20 thoughts on “Sandhill Cranes in Kentucky”

  1. What amazing photos! How did you know, in advance, that you would need that lens that your rented? I’m impressed with your pre-planning. I’m going to forward this link to my brother and sister, both great birders, who will be delighted with your photographs. Thank you, as ever, for your wonderful blog!

    1. Ann, hope you get to see them sometime; I know you would enjoy. As to the lens, I know birds and most wildlife are often wary and keep their distance.Getting close enough for a good photo is a challenge. Thus, a big lens helps. Each of these images were also cropped to make the subjects seem even closer. Thanks for sharing with your sibs.

    1. Linda,I’m not in favor of them being hunted. However, I understand they are considered the filet mignon of the skies. So, I hope they are not being killed just for sport.
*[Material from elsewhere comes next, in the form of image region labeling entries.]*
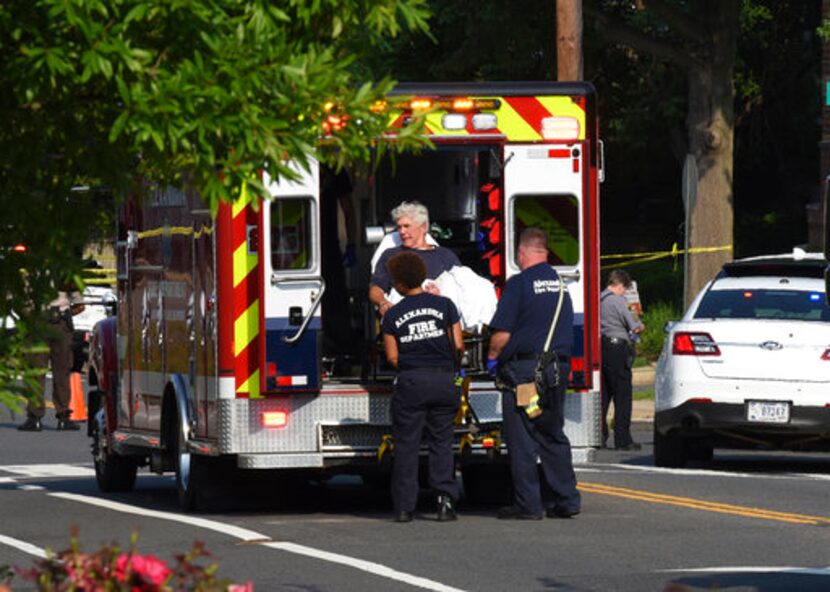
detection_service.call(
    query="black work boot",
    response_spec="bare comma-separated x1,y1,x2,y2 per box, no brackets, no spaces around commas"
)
17,415,43,432
437,495,458,522
58,417,81,432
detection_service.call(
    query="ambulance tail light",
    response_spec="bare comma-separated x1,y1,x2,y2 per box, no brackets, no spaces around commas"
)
441,113,467,130
473,113,498,131
671,331,720,356
541,117,579,141
262,409,288,428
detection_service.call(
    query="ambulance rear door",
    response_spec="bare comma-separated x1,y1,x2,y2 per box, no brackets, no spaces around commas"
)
504,141,596,387
260,162,325,394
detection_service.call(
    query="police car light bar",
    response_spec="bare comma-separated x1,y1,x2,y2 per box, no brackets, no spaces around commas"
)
541,117,579,140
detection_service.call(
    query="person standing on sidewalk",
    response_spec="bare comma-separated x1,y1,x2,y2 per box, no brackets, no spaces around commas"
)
17,286,84,432
381,251,464,522
600,269,645,450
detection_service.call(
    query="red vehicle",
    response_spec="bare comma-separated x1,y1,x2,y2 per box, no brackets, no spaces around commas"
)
90,83,602,508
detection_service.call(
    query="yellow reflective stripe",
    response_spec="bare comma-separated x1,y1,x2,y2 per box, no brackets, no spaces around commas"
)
231,183,251,218
233,241,259,288
496,100,542,141
136,226,193,238
236,369,262,399
537,97,586,140
233,300,259,356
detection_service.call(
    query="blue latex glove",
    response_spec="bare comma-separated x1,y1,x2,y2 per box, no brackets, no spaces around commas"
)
343,243,357,267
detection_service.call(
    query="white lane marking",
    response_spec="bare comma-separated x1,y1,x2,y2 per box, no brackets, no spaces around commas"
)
262,541,463,592
0,464,95,478
0,534,46,559
574,463,830,481
668,565,830,576
48,491,271,541
48,491,463,592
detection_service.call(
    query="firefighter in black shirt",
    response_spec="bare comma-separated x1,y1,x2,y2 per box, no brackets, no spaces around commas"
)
381,252,464,522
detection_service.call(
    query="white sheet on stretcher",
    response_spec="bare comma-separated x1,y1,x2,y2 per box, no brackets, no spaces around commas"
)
372,232,498,331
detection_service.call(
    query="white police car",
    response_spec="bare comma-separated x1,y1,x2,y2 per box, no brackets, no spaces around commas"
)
654,250,830,467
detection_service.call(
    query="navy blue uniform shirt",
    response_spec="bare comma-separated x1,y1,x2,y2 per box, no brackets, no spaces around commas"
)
370,246,461,292
381,292,459,370
490,263,574,363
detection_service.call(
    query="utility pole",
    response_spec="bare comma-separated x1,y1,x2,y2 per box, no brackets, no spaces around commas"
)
556,0,584,80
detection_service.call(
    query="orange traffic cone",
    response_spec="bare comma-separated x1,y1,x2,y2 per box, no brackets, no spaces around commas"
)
69,372,86,421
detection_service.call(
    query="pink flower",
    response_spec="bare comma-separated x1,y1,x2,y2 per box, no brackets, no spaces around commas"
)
131,555,173,586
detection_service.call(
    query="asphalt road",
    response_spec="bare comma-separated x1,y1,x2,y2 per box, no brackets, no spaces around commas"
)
0,411,830,592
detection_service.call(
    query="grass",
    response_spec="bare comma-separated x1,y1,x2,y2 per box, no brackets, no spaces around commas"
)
633,389,654,401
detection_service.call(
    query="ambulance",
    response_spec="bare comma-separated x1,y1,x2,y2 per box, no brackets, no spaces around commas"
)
88,82,603,509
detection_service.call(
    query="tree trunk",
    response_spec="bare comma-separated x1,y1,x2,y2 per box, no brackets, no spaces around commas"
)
684,0,738,306
556,0,583,80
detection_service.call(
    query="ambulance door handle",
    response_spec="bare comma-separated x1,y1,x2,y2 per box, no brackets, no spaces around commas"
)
271,276,326,345
556,269,581,282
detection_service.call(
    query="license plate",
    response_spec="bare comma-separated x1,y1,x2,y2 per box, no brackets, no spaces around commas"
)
746,401,790,423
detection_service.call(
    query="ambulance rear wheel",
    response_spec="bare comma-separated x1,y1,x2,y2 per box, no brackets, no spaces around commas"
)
173,417,206,510
91,410,138,493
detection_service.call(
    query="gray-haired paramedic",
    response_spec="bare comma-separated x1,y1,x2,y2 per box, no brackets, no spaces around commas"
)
369,201,461,316
487,228,581,520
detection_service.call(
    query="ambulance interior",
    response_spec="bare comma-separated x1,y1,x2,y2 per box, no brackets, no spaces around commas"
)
322,144,578,380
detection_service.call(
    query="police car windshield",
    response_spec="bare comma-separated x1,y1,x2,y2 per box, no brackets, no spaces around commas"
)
695,289,830,322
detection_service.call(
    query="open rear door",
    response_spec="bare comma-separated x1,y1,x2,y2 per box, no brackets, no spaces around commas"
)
504,142,591,387
261,162,325,393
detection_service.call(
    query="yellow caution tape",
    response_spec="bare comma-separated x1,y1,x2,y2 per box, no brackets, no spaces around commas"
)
600,243,732,269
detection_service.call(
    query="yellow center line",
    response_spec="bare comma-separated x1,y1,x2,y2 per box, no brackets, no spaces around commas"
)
579,482,830,526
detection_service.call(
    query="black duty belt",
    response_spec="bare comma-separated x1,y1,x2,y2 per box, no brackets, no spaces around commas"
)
510,353,539,362
400,366,455,372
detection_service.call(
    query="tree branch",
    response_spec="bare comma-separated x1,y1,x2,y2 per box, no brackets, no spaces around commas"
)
583,4,701,69
643,0,706,43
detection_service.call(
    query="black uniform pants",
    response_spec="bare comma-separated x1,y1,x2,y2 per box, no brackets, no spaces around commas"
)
26,320,73,419
602,338,634,448
392,369,461,512
502,360,581,515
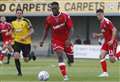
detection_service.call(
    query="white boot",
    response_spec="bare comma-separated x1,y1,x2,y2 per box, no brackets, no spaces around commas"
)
64,75,69,81
0,61,3,64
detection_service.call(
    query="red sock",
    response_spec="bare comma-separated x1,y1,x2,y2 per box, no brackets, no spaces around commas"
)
116,51,120,60
0,53,4,61
101,59,107,72
59,63,67,76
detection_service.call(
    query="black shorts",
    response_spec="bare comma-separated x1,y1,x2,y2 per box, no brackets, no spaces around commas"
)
13,42,31,57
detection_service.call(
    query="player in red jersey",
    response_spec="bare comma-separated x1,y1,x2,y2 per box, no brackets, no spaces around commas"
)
0,16,13,64
93,9,118,77
40,2,73,80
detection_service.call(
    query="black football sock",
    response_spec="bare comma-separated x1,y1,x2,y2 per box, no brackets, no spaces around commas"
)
15,59,22,74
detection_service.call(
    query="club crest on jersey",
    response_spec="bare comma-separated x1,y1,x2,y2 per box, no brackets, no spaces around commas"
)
101,29,105,32
53,23,65,30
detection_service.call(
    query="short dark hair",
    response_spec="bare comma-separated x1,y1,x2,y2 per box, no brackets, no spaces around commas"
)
51,2,59,6
96,9,104,13
16,8,23,13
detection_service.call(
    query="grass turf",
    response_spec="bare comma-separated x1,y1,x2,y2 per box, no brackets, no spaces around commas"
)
0,58,120,82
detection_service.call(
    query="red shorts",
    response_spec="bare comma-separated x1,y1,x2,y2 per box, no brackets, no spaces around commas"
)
52,40,73,55
101,41,118,56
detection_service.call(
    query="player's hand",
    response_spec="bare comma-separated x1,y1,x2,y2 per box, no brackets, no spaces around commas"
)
40,41,44,47
92,33,98,39
20,36,26,41
65,40,72,47
5,32,11,36
108,40,113,46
  2. What fantastic photos! I especially liked the “We Three Kings” strutting in such a royal manner; loved the captured dancing and the flock against the beautiful cold gray backdrop where they gathered on the flats. It saddens me to know they are considered such an edible delicacy – they feed so many more of our true hungers when left in the wild. Thank you for the perfect, arm-chair traveler’s cold-weather
    outing.

    1. Thank you, Beth. I would never have thought of the “We Three Kings” caption but I like it.And I’m glad the images provided an “outing”.

  3. Betty, those are awesome. We have a similar yearly gathering here in Farmington (Utah) except we get bald eagles. I have enjoyed watching them, especially the ones that come back to roost at night into the canyons when I’m hiking, but the largest congregations are at Farmington Bay and the outskirts. I must comment on Beth’s remark “they feed so many more of our true hungers when left in the wild” – what a beautiful thing to say. I’m writing it down on a sticky note and putting it up on my computer and sharing it with my like-minded friends. Lovely. Your pictures and blog evoke many good things!

    1. Thanks, Keli. Can imagine the gathering of eagles would be fun to see, as well as you spying them while out hiking. And thanks for your comments on Beth’s remarks. It’s good to get that kind of interaction.

  4. Gorgeous photos and brought me a real ‘pickup feeling’ in the midst of winter here in Southern Ontario. The cranes that are ‘jumping for joy’ especially made me smile – what a great idea if we all did that even once in a while eh! (Ann probably does this all the time…) I also really enjoyed reading all the comments – your photos present us with beautiful images and the admiring comments and prose are also inspiring. Thank you, one and all!

    1. What a nice comment, Marsha. So glad to have a reader from Southern Ontario. And yes, I think it would be great if we all jumped for joy now and then – psychologically if not physically! I don’t know if Ann jumps for joy but she certainly seems to carry a lot of joy with her and shares it readily. I, too, appreciate all the comments.Not sure I’d keep blogging without them. So, I too, thank one and all.